Ingestion executor security and hardening

The ingestion executor runs recipes submitted from DataHub (for example via managed ingestion sources). Treat it as infrastructure that executes user-influenced configuration: anyone who can create or edit those sources controls recipe fields the executor processes. Combine that with least privilege for platform privileges (for example Manage Metadata Ingestion, secrets access, and executor-related tokens) so only trusted operators can define scheduled or ad hoc runs.

The executor Action itself requires a privileged token for secret resolution; see Ingestion Executor for prerequisites.

Locked (*-locked) images

Locked variants of datahub-actions (tags such as *-locked) are intended for deployments that rely on pre-built bundled virtual environments under DATAHUB_BUNDLED_VENV_PATH (default /opt/datahub/venvs) instead of installing connectors at container runtime.

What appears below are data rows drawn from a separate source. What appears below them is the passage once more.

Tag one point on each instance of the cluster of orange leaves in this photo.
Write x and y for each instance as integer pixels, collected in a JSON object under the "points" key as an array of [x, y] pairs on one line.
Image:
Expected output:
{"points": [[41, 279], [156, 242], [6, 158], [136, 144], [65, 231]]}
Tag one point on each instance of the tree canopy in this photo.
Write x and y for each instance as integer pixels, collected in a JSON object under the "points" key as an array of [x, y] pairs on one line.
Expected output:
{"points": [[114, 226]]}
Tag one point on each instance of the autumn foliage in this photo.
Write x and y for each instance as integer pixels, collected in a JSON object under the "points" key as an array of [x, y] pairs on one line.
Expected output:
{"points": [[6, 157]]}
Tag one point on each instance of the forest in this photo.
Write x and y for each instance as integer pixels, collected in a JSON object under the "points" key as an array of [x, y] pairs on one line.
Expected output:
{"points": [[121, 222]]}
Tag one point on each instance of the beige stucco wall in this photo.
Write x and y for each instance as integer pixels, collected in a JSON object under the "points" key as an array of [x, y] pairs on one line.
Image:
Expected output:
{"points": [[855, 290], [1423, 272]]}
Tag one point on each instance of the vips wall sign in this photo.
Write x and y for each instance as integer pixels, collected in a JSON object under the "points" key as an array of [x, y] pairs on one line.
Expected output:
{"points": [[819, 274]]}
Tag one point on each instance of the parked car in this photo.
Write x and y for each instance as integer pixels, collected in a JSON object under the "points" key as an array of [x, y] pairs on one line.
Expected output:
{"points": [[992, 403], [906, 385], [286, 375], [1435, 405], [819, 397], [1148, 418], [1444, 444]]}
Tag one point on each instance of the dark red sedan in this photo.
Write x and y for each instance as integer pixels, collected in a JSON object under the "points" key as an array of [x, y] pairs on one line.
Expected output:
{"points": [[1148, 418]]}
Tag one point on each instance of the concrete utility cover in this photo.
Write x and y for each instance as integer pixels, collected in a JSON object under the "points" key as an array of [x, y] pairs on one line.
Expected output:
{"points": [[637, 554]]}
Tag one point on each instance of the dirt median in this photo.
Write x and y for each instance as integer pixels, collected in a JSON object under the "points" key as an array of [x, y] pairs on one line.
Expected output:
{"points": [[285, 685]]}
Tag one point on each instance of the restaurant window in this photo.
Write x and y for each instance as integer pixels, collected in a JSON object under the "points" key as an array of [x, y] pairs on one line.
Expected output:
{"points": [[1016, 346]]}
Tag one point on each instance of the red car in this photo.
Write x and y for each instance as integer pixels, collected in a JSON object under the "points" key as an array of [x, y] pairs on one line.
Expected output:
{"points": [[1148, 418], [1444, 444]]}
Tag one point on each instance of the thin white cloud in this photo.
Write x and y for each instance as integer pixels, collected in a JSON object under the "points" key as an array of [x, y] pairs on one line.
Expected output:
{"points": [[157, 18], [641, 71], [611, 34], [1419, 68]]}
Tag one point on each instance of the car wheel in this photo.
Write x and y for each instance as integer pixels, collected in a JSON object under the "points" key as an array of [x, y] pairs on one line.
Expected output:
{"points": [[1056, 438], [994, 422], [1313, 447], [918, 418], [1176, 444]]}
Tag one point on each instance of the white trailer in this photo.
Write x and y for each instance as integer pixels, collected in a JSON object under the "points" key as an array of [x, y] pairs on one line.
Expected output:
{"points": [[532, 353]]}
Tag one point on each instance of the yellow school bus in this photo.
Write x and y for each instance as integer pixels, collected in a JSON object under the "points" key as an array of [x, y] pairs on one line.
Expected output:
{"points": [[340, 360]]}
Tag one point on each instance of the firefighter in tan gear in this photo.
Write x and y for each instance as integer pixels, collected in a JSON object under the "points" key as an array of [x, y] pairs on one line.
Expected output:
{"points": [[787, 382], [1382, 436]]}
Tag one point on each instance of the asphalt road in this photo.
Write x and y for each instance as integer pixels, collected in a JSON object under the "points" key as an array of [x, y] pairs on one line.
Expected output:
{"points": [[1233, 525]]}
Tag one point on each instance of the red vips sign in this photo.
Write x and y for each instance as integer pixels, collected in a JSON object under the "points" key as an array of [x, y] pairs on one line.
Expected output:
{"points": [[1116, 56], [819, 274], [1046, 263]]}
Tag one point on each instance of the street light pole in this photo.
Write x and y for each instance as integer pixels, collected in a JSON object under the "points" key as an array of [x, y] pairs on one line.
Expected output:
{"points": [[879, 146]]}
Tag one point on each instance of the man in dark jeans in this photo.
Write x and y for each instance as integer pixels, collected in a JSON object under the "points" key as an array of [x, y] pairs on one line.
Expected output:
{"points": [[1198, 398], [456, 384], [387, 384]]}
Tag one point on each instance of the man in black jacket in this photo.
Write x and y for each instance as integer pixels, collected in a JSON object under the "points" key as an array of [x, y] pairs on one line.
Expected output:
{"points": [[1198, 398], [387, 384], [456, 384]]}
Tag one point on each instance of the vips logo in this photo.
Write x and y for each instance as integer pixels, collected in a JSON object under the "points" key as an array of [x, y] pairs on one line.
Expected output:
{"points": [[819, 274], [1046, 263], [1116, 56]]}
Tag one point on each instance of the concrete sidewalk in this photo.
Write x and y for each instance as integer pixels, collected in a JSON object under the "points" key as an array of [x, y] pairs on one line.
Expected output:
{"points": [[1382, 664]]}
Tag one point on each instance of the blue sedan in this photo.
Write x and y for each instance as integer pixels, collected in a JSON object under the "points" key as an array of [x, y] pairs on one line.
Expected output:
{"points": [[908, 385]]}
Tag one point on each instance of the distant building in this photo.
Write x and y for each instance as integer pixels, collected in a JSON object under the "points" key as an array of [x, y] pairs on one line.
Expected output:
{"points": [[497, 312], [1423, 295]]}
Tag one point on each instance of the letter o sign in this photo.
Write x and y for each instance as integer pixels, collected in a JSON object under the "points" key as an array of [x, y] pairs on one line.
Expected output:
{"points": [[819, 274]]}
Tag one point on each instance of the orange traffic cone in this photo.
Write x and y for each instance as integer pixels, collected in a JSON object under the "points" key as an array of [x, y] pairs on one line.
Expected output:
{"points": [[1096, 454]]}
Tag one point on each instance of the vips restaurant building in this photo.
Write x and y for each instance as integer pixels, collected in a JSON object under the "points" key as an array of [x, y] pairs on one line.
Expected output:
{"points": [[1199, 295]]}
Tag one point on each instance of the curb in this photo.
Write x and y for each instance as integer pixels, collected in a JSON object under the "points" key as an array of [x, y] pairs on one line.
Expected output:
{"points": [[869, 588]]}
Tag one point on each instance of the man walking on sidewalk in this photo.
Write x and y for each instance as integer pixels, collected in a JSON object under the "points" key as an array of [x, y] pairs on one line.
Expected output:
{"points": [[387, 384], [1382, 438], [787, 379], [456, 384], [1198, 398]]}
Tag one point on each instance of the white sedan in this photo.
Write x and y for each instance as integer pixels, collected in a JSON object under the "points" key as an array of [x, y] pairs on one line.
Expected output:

In those images, pip and uv are removed from the runtime image, and default package index URLs are set to unusable localhost endpoints as defense in depth—see the final-locked stage in docker/datahub-actions/Dockerfile in the repository.

Tradeoff: You cannot extend a locked image at runtime with arbitrary pip install. Add connectors by rebuilding the image with the bundled venv builder and variables such as BUNDLED_VENV_PLUGINS and BUNDLED_CLI_VERSION. Do not use locked images as the base for “append plugins via Dockerfile RUN pip” flows that expect a package manager in the final layer; see Bundled ingestion virtual environments.

Remote Executor (datahub-executor) images follow the same bundled-venv contract where applicable; deployment details: Configuring Remote Executor.

Package index control (private mirror / PyPI proxy)

Even when connectors are resolved from PyPI, controlling which indexes the environment can use reduces supply-chain risk: route installs through an internal mirror (for example Artifactory, Nexus, or DevPI), allow only approved packages, and restrict outbound egress so executors cannot reach arbitrary third-party index URLs.

When building custom images from the DataHub Dockerfiles, you can steer installs at build time using mirror-related build arguments and environment variables set on the Python base image (for example PIP_MIRROR_URL, PIP_EXTRA_INDEX_URL, and UV_INDEX_URL in docker/datahub-actions/Dockerfile). Align runtime or orchestration-level networking with the same policy so executor workloads cannot bypass your mirror.

Non-locked images may still expose package managers at runtime; locked images aim to avoid relying on runtime installers altogether. Operational controls (mirror, egress, RBAC) remain defense in depth and should not replace reviewing trust boundaries above.